As agreed, by way of full and final settlement of your claim, please find attached a cheque in the sum [Redacted] which includes [Redacted] settlement fee and [Redacted] payment on account of costs.

Yours sincerely



Directorate of Legal Services

The letter has been published on Simon’s blog, as evidence of police malpractice in relation to his arrest on allegations of stalking January 2017 over his online writings (as well as social media accounts he says he had nothing to do with). He explains:

I had taken a stance that there was a public interest in the online behaviour of various individuals and I wasn’t going to be strong armed into silence, simply because it supposedly impacted on their feelings providing that I was limiting my posts to observations and opinions of my own or opinions based on other evidence. There was no intent to harass anyone, there were posts which were made with the wider public interest in mind and to create a timeline of events which could later prove useful. In the latter regard that has proven absolutely crucial in other matters.

I wrote about the case in May 2017, after the police dropped the case. Simon’s writings were concerned with problematic “VIP abuse” allegations, and he was also helping a man named Darren Laverty with his defence against an allegation of stalking. The case against Laverty reached the CPS, but was dropped when “further evidence” came to light – and it is reasonable to suppose that this was evidence that the police had been negligent in not putting before the CPS earlier.

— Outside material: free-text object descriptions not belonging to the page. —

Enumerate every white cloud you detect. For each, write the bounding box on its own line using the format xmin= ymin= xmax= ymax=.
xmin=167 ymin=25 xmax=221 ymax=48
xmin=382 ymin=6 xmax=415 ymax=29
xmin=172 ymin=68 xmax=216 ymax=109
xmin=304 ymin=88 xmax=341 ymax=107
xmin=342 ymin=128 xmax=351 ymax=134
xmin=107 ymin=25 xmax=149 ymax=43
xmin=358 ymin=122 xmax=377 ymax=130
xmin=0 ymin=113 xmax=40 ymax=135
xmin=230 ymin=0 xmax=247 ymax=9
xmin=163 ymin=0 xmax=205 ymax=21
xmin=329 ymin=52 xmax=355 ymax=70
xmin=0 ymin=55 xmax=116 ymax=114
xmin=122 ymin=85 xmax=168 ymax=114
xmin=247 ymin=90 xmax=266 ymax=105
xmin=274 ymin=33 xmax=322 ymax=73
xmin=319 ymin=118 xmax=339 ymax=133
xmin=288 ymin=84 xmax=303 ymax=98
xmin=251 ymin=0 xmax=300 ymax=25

It is also reasonable to suspect that Simon’s arrest and bail were primarily part of a strategy to undermine Laverty, and that the case against him was dropped when it no longer served this purpose. As Simon writes:

Laverty’s case being investigated and prosecuted effectively by the exact same officers who had nicked me… no agenda there at all then? I’m being sarcastic.

So when the officers found out that they were effectively witness intimidating me the look of shock on their faces was a picture to behold. Whoops. They were also potentially compromising any defence material that had not yet been passed over to the defence team and were possibly doing so deliberately.

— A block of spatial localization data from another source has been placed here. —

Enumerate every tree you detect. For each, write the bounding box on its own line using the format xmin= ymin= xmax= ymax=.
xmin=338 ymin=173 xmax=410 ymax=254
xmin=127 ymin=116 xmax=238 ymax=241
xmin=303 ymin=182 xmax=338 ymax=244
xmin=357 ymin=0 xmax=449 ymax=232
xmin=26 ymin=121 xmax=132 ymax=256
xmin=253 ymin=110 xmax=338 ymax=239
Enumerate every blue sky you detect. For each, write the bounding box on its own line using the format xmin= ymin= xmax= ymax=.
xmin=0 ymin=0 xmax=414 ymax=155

It should be noted that Simon’s arrest had been celebrated by what we might call the “Operation Midland cheerleader” crowd, with Tweets from the likes of Exaro‘s Mark Watts crowing about “green bottles” falling. This was during the dying days of the Operation Midland fiasco, at a time when it was obvious that “Nick’s” allegations were not going to lead to the earth-shattering revelations on which Watts had banked all of his journalistic credibility. The arrest of a sceptic, then, served as some psychological consolation prize.

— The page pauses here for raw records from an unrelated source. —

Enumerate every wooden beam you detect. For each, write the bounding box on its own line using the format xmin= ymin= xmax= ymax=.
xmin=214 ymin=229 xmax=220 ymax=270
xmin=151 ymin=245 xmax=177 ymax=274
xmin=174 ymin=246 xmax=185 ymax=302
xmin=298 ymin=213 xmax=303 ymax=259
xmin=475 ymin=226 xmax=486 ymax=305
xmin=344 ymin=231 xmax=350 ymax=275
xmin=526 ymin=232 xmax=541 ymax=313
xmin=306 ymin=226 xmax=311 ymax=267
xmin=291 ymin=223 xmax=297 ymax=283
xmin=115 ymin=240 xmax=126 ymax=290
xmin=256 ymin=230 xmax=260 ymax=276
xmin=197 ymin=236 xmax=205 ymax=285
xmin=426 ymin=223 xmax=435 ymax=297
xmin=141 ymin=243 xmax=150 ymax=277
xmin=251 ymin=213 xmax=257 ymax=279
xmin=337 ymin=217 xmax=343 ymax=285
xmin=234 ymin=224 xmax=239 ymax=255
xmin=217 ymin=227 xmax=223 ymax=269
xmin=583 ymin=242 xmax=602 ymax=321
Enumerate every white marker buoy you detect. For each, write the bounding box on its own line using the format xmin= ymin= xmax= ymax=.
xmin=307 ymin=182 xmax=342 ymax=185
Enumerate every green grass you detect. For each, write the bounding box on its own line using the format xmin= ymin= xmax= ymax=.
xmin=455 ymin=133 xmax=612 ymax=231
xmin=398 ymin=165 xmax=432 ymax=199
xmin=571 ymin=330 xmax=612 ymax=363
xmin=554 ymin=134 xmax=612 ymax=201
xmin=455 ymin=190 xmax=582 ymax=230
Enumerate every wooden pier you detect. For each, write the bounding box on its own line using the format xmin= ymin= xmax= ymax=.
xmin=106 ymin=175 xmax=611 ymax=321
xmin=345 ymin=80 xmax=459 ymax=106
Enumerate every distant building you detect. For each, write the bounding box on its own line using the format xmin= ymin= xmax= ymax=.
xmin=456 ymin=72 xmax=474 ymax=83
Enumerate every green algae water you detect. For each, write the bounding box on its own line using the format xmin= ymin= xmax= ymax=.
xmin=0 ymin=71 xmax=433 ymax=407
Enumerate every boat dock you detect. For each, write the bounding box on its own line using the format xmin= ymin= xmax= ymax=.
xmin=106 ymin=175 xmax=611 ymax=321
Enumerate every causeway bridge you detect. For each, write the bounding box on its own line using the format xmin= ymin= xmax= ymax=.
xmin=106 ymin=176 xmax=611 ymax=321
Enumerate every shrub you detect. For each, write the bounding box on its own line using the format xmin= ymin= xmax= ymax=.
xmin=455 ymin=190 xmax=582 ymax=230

Simon draws some parallels with Midland (square brackets in original):

The same errors which appeared in Operation Midland and the seriousness of the search warrant issues apparent within the Met was flagged up yet again in today’s [Friday 13th March 2020] HMICFRS Inspection report….

The officers concerned had actually worded the warrant as though I was threatening individuals [I wasn’t and nor were the accounts actually under investigation to the best of my knowledge] and even worse that I was the owner of things that had no relation to the material they were really investigating. i.e. they named old twitter accounts which I’d already admitted were mine not the ones they were investigating.

In fact, I’d not been on twitter with an active account for around 18 months before the time of my arrest.

This raises an important question:

…If offences had been made out [by whoever was operating those specific accounts that were actually under investigation] then why didn’t the investigation into the real identities of those accounts continue and alternative means of identity be investigated?…

The cops don’t just normally ditch what is meant to be a valid case just because they have the wrong suspect.

Or putting it another way, the complainants were using the police as a private army and to hell with the consequences.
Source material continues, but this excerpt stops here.